White-tailed eagle and otter
This negative trend was only somewhat halted when the second phase of possible, cautious recovery began around 1970. Changes in thinking about nature played an important role in this. The idea that nature has value as such and not just as a resource was only now breaking through: ‘wasteland’ that needed to be exploited became ‘natural monuments’ that deserved protection. On top of this, the negative effects of industrialisation and growth also became more evident after 1960. A first enemy of nature to be tackled was the insecticide DDT, which had been introduced in World War II and was poisoning entire food chains. The drug was exposed by Rachel Carson’s influential book Silent Spring (1962) and soon banned in agriculture. Certain key species recovered: as persecution was greatly reduced, they were able to return spontaneously or with the help of reintroduction programmes. Well-known are the stories of the white-tailed eagle, crane, otter and beaver, and more recently, of course, the wolf. In addition, more and more exotic species settled in our gradually warming chilly country. However, this was offset by the impoverishment of large parts of nature, as evidenced by the fate of, for instance, field herbs or meadow birds.
But what the whole picture looks like, how all these different species are really doing – we don’t really know.

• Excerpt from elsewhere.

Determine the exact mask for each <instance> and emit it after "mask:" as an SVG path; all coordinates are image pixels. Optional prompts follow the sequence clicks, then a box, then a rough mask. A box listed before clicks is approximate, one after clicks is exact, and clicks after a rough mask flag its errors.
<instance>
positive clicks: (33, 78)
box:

Historical trends in biodiversity have been estimated and modelled, but never reconstructed in detail. In principle, numerous sources are available to chart these trends: from yields from fishing and hunting to archaeological inventories of bone remains, seeds and pollen. And historians are used to working with scarce and partly unreliable sources like no other. That this has not yet happened is strange, though. After all, at the moment the problems linked to nitrogen emissions and their impact on biodiversity is holding us in a kind of grip, both economically and politically. Moreover, the statements regularly made in politics that only 15% of the original biodiversity remains in the Netherlands are not supported by an actual reconstruction of what happened. There is a big hole in our collective memory. It is time for historians to take their role as custodians of that memory seriously and also delve into this subject.
This blog is almost entirely based on De Ontdekking van de Natuur. De ontwikkeling van biodiversiteit in Nederland van ijstijd tot 21ste eeuw (Prometheus 2022), by Jan Luiten van Zanden, Thomas van Goethem, Rob Lenders and Joop Schaminée.